The measurements of the building
Again, the loss factor is a byproduct of the measurements already taken. Depending on who, how and why took those measurements, and what standard they used, the loss factor can vary.
Negotiating the loss factor
Can you negotiate the loss factor? You can certainly try.
When negotiating a commercial lease, it’s extremely important to agree early on how the leasable area is measured, which facilities are included, what the loss factor is and how much it actually costs you to lease your business space.
Not doing so in the beginning will almost surely lead to frustration, disputes and potential losses for either or both sides of the lease. That’s not good business.
Usually commercial rent is charged per square foot of space – for example $3 per sq.ft per month.
The first thing to ask is whether that’s the rentable area or usable area being charged. Usually, it’s the former. Then, request a breakdown of the rentable and usable space, as well as the loss factor.
If you perceive the loss factor too big, try negotiating the price based on the usable area.
It’s best to shop around and compare loss factors between multiple buildings to see which one is the most efficient for your business. Then, armed with this information, you can bargain with the owner of the building you actually like to bring the price down a fair amount.
Perhaps you can negotiate a smaller price, for a longer lease term, which will guarantee your landlord they have stable occupancy and return on their investment.
If lowering the rent or changing the loss factor is not an option, you can try reducing other costs such as building taxes, maintenance, landscaping, etc.
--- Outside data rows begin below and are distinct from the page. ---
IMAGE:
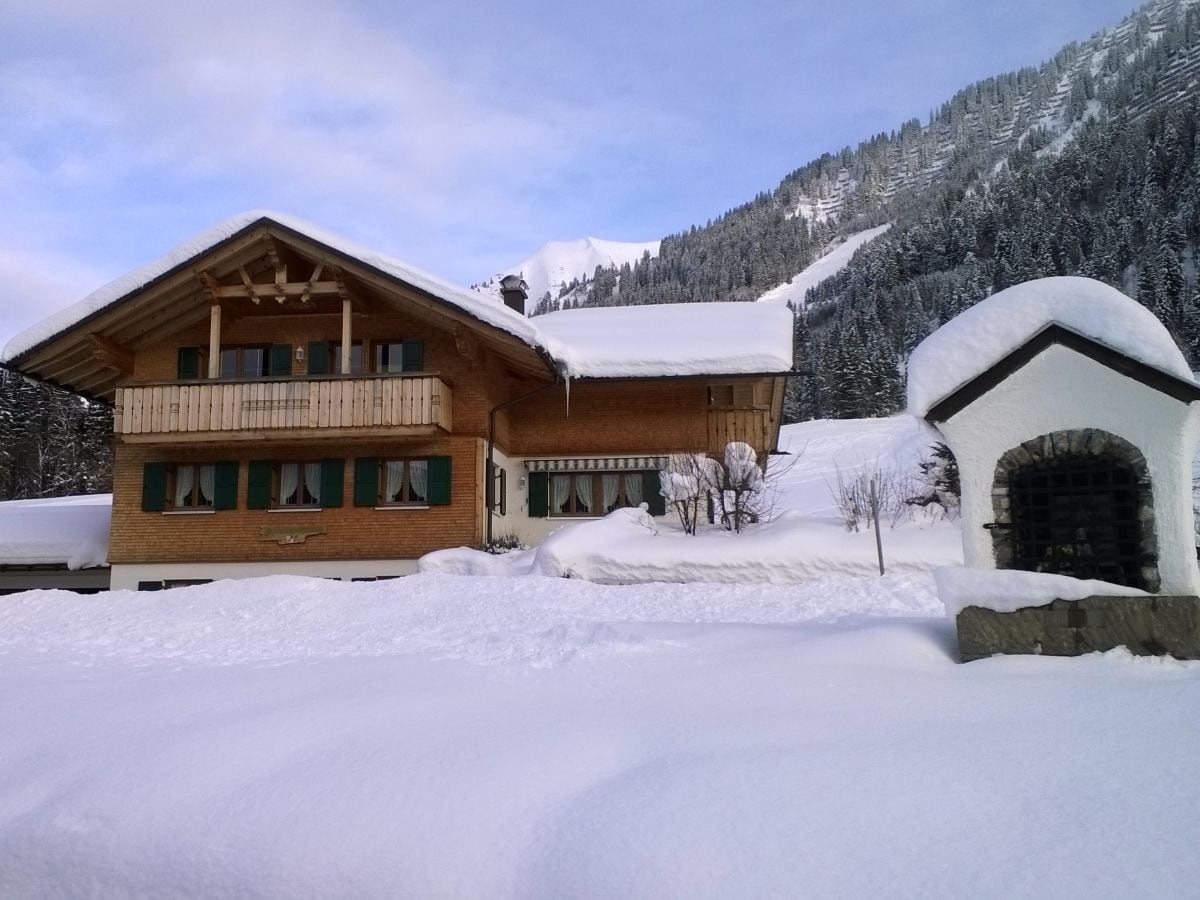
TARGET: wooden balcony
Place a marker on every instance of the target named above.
(750, 426)
(283, 408)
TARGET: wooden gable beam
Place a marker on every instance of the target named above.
(111, 353)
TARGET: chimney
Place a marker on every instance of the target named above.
(515, 292)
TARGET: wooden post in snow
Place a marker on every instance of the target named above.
(875, 517)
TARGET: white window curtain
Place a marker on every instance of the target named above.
(289, 480)
(634, 487)
(610, 484)
(312, 479)
(208, 484)
(185, 478)
(562, 485)
(394, 480)
(583, 491)
(419, 479)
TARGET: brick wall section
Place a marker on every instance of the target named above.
(353, 533)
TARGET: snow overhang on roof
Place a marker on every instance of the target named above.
(979, 347)
(672, 340)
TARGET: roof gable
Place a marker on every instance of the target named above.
(1186, 391)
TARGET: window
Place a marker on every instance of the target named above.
(403, 483)
(179, 487)
(325, 358)
(297, 484)
(499, 490)
(244, 363)
(307, 484)
(594, 493)
(191, 486)
(393, 357)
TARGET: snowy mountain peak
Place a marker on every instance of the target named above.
(557, 263)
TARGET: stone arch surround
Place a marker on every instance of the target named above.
(1062, 444)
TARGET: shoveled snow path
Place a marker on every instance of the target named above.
(538, 621)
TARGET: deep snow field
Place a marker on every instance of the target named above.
(544, 737)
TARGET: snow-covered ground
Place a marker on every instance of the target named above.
(828, 265)
(492, 737)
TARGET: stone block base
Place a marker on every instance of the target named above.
(1147, 625)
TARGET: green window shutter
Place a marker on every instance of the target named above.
(189, 363)
(366, 481)
(318, 358)
(652, 492)
(331, 477)
(439, 480)
(281, 360)
(154, 486)
(539, 495)
(258, 484)
(225, 485)
(414, 355)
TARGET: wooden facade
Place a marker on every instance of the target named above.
(238, 409)
(283, 295)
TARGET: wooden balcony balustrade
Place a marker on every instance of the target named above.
(750, 426)
(222, 409)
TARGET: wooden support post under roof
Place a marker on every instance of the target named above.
(346, 335)
(215, 341)
(111, 353)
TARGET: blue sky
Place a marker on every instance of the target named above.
(455, 136)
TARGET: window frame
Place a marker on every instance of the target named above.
(382, 501)
(597, 492)
(240, 367)
(301, 485)
(196, 493)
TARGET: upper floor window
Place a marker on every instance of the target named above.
(391, 357)
(180, 487)
(246, 363)
(307, 484)
(325, 358)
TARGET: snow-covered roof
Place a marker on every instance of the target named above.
(473, 304)
(643, 341)
(60, 531)
(672, 340)
(978, 339)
Alternatively, you can demand certain improvements to the property which will benefit your business, helping you offset the rental cost.
What if you can’t bring the price down?
Sometimes, you’re just getting a good price.
Even if you think the loss factor is too high, there’s little you can actually do to force the price down.
However, you should still always investigate this matter in order to go into a commercial lease fully prepared and aware of the true benefits and drawbacks to the deal.